Pine resin is pretty amazing stuff. I once made pine pitch glue out of pine sap chunks I collected, and it's amazingly strong for something that's not available at Home Depot. ;) You could easily mistake it for epoxy. From what I remember, I basically melted the sap and mixed in some ground dried grass and a little bit of ash. I honestly forget what exactly it was that I was gluing, though. At one point I was making an atlatl, so maybe it was for that.

As an aside, pine sap is also an amazing fuel in its liquid state. Once it gets going, it burns like gasoline. They're natrue's waterproof fire starters, and as there were neanderthals who used fire, I imagine they might have used pine sap to help start them.

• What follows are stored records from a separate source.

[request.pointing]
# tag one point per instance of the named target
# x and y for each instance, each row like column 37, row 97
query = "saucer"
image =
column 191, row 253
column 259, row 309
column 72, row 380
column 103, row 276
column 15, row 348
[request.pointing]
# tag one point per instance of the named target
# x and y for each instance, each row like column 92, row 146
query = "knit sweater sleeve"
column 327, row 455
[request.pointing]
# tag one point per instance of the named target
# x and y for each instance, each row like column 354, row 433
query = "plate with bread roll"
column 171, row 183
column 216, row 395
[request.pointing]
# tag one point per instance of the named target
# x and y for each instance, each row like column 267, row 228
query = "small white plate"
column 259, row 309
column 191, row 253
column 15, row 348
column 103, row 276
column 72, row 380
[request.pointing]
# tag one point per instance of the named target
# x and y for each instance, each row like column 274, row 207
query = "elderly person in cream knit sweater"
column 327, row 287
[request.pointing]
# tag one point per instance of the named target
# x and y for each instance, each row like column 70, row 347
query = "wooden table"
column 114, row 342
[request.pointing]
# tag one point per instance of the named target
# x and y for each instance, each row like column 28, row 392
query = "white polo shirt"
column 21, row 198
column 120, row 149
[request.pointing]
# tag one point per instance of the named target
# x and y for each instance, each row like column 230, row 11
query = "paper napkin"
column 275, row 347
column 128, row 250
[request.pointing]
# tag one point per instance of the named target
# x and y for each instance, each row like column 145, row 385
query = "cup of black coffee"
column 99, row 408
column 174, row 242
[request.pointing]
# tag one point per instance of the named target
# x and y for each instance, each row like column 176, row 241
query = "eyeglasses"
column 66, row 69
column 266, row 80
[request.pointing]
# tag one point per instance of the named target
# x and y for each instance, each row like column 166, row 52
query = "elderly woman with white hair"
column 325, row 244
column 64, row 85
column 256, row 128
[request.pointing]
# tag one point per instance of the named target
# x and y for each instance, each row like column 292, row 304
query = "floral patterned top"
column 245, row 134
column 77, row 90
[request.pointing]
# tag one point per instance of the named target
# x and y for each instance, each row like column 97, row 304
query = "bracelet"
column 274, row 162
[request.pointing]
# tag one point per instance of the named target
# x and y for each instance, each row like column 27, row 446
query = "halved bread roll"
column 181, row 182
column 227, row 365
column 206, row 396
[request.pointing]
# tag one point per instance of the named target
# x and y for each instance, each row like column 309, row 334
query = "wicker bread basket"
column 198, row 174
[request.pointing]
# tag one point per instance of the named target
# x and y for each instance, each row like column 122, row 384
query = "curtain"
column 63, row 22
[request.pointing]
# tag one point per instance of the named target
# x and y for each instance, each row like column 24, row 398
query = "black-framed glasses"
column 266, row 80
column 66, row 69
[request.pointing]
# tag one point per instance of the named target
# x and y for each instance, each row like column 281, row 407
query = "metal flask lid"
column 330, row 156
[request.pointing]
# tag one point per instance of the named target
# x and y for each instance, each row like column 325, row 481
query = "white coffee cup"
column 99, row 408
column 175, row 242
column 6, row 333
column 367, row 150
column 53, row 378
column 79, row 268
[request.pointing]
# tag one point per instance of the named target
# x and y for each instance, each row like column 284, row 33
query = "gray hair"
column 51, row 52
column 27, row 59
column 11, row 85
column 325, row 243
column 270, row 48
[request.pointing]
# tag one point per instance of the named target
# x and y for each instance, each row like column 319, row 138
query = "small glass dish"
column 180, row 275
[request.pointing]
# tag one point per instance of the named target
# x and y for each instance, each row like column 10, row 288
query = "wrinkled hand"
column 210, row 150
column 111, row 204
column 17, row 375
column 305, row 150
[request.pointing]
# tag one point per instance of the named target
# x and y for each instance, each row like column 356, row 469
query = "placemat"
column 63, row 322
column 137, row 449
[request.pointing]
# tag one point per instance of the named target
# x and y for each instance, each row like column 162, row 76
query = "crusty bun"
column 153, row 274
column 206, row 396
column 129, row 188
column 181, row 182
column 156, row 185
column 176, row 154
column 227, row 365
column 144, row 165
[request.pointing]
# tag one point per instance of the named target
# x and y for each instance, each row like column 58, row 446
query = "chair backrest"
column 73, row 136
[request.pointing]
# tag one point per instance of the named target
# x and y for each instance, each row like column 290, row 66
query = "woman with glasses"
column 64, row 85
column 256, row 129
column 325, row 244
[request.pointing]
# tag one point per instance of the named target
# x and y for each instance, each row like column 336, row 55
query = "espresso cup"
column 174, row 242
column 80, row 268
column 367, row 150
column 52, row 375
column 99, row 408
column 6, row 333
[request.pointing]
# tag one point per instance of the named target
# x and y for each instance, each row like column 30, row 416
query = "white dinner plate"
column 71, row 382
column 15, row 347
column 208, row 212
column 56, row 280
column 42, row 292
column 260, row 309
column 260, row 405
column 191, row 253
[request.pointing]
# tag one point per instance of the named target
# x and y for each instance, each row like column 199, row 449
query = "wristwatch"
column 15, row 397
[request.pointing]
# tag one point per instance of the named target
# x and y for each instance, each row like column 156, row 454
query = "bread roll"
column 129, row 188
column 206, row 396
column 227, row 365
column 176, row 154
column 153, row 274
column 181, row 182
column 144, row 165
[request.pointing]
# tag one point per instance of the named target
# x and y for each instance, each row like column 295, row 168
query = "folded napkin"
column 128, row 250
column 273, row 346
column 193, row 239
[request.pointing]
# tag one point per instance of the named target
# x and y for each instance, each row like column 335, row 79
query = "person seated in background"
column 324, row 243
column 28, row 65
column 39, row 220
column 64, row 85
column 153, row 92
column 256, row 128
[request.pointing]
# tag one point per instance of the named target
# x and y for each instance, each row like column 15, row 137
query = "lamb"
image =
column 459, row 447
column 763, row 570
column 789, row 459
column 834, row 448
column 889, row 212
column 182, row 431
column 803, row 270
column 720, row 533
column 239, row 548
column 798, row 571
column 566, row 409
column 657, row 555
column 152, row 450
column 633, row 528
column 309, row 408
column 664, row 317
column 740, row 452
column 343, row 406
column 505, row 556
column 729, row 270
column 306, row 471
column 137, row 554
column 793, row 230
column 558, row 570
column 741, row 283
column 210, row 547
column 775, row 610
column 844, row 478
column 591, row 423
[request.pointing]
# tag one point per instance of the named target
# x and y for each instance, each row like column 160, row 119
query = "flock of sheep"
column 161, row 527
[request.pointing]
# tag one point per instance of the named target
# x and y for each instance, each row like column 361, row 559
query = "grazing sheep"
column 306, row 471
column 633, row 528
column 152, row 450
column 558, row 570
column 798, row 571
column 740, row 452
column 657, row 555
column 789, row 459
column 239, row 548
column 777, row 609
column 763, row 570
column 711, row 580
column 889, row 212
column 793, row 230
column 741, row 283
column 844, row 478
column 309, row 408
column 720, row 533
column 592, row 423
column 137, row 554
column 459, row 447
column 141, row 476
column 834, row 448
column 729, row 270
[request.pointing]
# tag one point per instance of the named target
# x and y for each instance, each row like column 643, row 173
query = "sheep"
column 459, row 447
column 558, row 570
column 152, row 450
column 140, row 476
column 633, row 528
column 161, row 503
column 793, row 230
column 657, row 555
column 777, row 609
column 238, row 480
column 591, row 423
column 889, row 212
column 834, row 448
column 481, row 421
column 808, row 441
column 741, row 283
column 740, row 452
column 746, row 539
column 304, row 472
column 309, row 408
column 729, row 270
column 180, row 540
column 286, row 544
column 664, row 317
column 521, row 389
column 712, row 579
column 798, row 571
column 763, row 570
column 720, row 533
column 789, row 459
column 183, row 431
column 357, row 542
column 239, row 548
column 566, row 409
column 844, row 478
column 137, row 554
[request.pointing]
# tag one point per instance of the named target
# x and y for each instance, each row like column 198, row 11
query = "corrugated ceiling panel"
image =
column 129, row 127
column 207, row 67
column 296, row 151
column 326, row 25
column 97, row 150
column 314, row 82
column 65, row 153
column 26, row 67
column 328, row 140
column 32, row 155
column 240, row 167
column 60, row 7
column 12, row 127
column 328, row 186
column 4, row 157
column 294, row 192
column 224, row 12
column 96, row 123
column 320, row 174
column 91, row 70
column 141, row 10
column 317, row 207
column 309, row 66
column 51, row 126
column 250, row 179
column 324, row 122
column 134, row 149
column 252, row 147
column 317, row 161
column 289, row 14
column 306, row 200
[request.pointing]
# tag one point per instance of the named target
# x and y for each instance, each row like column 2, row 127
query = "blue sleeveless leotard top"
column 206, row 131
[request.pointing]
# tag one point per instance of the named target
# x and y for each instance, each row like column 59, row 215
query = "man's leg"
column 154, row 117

Wow... from 'atlatl' to the fire sticks... it's like we were in Scouts together. Thanks for the memories.
The Japanese during WWII, critically short of petroleum (consequence of US submarine patrols) experimented with producing aviation fuel from pine root turpentine.

The practice would have required immense numbers of trees (the number 1,000, per flight, comes to mind), and denuded forests.

It's not clear if the method was used militarily, though there's some documentation that turpentine fuels were used by civilians at the time (http://www.smokeriders.com/History/Honda_History/body_honda_....

Source: Daniel Yergin, The Prize.

https://www.worldcat.org/title/prize-the-epic-quest-for-oil-...

What I find most fascinating is there's no evidence neanderthals were not biologically just as intelligent as homo sapiens. That we achieved civilization and they died out before doing so was little better than luck.
Most civilizations were made by hybrid Homo sapiens/Neanderthals.
Neanderthals had a larger brain than sapiens. And more of a brain complexity gene DUF1220 than any other primate.